For advanced analytics, the new release integrates R statistical packages into the MicroStrategy BI platform, which allows for advanced in-database analytics with any available R algorithm, including many custom R developments. Version 9.3 supports the most-used algorithms straight out of the box with more than 300 functions. While others have integrated R, few have gone as far as integrating the visualization aspects of R, as MicroStrategy does in this release. R is well-known as an analytical tool, but most users don’t know about its visualization capabilities. The R language is gaining traction in both the academic and business worlds, with universities, large government organizations and the pharmaceutical industry all showing significant support. This integration of predictive analytics into business intelligence is an important step for MicroStrategy and our predictive analytics benchmark found 58 percent of organizations have this as a priority.

The third area of improvement is introduction of System Manager, a GUI administrative workflow tool that the company claims will reduce operating costs by more than 50 percent. The tool allows users to create administrative workflows from both MicroStrategy admin products and third-party tools to do things such as create an Amazon instance. Use cases include MicroStrategy intelligence reports, daily report execution schedules, and migrating objects. The package is priced separately, which is fine since this is a capability most BI packages do not offer.

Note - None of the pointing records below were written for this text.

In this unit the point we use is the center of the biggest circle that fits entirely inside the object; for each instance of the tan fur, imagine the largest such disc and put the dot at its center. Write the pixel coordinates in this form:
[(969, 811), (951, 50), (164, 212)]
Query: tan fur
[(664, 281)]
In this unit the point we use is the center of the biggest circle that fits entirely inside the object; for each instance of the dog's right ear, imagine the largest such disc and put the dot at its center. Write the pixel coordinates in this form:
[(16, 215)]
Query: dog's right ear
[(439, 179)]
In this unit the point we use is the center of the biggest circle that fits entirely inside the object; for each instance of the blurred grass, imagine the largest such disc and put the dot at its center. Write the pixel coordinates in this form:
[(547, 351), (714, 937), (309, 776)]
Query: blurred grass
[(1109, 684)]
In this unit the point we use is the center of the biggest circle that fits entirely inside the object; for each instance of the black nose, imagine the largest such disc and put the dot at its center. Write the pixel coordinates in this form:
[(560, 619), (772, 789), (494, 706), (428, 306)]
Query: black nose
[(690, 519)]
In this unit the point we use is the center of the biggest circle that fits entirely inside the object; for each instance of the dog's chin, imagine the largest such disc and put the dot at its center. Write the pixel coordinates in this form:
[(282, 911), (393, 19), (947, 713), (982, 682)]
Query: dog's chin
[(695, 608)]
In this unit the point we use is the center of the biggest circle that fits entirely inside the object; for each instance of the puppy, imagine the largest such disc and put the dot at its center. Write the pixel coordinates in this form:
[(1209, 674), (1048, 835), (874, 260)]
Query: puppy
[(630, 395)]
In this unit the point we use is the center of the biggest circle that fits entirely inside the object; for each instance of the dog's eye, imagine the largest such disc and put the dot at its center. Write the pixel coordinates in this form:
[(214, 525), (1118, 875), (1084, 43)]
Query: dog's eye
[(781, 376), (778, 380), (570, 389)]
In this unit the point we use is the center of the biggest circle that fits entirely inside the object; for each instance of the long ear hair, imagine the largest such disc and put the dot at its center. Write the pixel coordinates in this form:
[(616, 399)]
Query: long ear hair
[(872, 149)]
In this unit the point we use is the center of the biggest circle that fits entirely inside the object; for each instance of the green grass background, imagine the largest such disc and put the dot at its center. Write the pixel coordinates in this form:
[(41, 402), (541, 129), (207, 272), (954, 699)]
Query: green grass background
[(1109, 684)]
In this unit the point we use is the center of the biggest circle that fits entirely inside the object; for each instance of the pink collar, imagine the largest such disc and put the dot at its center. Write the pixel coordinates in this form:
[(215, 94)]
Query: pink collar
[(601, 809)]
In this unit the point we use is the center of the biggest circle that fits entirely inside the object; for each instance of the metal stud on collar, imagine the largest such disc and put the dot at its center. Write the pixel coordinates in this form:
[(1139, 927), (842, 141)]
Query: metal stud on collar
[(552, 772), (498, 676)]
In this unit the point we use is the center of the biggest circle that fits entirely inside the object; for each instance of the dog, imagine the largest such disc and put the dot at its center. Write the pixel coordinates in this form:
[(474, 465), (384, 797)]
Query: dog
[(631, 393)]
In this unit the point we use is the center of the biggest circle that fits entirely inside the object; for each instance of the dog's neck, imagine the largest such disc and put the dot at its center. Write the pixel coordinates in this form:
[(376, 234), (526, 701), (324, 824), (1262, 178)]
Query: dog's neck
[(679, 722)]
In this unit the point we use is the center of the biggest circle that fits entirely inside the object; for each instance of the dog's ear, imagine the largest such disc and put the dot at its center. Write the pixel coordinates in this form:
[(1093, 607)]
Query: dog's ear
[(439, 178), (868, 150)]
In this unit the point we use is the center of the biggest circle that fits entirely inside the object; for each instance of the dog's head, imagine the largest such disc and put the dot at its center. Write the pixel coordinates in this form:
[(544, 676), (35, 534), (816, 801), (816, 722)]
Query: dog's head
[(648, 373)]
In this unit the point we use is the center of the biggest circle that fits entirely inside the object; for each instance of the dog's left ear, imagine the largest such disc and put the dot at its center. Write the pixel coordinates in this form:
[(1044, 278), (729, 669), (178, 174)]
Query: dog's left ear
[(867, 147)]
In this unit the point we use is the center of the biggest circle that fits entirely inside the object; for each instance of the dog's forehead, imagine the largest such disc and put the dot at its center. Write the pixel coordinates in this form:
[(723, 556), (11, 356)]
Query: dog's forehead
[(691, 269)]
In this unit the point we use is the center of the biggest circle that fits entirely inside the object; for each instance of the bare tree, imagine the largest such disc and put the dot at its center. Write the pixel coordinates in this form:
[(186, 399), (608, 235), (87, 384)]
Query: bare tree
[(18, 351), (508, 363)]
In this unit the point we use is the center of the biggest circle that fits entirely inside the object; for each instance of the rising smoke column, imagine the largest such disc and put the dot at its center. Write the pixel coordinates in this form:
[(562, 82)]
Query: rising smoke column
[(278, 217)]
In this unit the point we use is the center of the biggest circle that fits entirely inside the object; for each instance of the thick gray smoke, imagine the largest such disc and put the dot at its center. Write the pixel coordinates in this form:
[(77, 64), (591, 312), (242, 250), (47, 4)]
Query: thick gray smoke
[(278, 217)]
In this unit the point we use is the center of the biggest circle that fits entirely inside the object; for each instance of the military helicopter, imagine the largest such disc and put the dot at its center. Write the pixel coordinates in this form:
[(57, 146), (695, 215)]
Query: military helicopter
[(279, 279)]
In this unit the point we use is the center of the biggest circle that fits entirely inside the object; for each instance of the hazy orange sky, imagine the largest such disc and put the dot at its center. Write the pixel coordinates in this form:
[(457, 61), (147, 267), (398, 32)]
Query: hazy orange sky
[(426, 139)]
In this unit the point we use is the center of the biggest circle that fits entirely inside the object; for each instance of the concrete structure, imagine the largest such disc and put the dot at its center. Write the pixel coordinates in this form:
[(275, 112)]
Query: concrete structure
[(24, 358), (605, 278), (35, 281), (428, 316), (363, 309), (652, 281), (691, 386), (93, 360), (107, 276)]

The fourth and final area of improvement involves the already formidable Visual Insights, a visual data discovery tool MicroStrategy introduced last year. Visual discovery tools continue to gain traction in the market due to their ease of use and their ability to give time back to analysts. Our benchmark research into big data found that visualization is a top priority and unmet need in 37 percent of existing deployments just as is predictive analytics in 41 percent of organizations. The new capabilities of the 9.3 release include density maps, which help to highlight geographic concentration levels such as sales volume. Users can create network diagrams for analytics with web traffic, affinity marketing, or market-basket analysis, and image layouts, which allow for visual mashups. Other enhancements to Visual Insight include a wizard to suggest appropriate visualizations based on the data, the ability to do rank filtering, and shortcuts to commonly used metrics such as counts, moving averages and running totals.  Finally, the ease of creating and distributing dashboards is significantly improved. Drag-and-drop visualizations, and the ability to do visualization-to-visualization overlays, are impressive, and I expect to see others try to emulate these in the future.

Mobile Business Intelligence wasn’t addressed directly in the 9.3 release, but MicroStrategy’s platform for mobile applications was the focus of the 9.2.1m release in January. Mobile intelligence is a big part of the MicroStrategy strategy, and it was also a big part of the conference in Amsterdam. In a separate blog post, I wrote about Michael Saylor’s keynote speech, his new book, The Mobile Wave, and the company’s direction in mobile technology. MicroStrategy has been investing heavily in mobile for a while, especially around native support for Apple’s iOS.

In sum, the MicroStrategy 9.3 release is a big advancement for a firm already providing leadership in the analytics market. Given the firm’s advantage of being an enterprise platform and moving into discovery tools with Visual Insights, it is likely in a better position to expand than many of the discovery players trying to move upstream into an enterprise role. The fact that the company has built the platform from the ground up also gives it an advantage over some of the larger players with less than organic strategies. For organizations with MicroStrategy already installed, the 9.3 upgrade (and memory upgrades) makes plenty of sense. Any firm looking for deeper support of Hadoop, predictive analytics and visual discovery should examine this 9.3 release from MicroStrategy.